In response to Lorenzo's editorial:
"At its heart, Aspen is a tourist town, a ski resort. The focus should be on short-term visits… Recently...there has been a paradigm shift from renting to selling Aspen — as in permanently. … Personally I’m a little more comfortable with renting Aspen — when you’re done with it, I want it back."
Yep, at it's inflated squeaky balloon 2008 level there was a realtor in every other downtown building. By the 2009 we'd lost over 40 of those downtown businesses realtor and retailer alike. It's even simpler than penthouses vs hotel rooms… it's putting all your eggs in one basket and those of us with Depression era parents know all about the wisdom of putting all your eggs in one basket. Don't. Just don't.
Yep, I'd rather have tourists for 6 months high service industry pressure followed by 6 months of glorious I can turkey bowl down Durant off season than 2 weeks of second homeowner cyclone followed by 50 weeks of dark dusty silence.
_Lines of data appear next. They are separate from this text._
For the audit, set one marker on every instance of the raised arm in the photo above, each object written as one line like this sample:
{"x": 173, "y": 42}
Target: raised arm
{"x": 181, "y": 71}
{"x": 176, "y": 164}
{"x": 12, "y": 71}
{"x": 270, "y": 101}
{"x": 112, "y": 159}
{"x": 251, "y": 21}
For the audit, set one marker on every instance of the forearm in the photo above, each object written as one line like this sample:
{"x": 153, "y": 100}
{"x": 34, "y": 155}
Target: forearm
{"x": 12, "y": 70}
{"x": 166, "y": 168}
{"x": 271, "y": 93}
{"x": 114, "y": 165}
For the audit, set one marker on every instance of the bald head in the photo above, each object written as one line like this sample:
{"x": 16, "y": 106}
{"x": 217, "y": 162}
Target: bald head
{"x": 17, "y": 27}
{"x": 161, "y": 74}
Oh but there is soooo much construction now and everybody wants to tear down and build something new and it's sooooo tempting just to try and monkey wrench it all. Monkey Wrenching is nothing new. Fritz chained himself to the tree in front of the Miner's Building construction site. For years we've waved our zoning code stick in the face of the great big development elephant. How is that stick waving strategy working for the "no development" contingent? The Miner's Building went up, the Ritz (Saint Regis) went up, the Art Museum went up.
Now we're going to spend $20K on a public vote on Base 1. Heaven forbid we should spend that time and money on developing a community with more diversity or on fixing the draconian code- but that's different letter.
Saying "NO" to development now only means bigger and badder development next time. That's our track record.
FYI Lorenzo, AirBNB- not so bad. Of course you can't advertise there if you're in affordable housing so the chances of it being "affordable" lodging in Aspen is nil.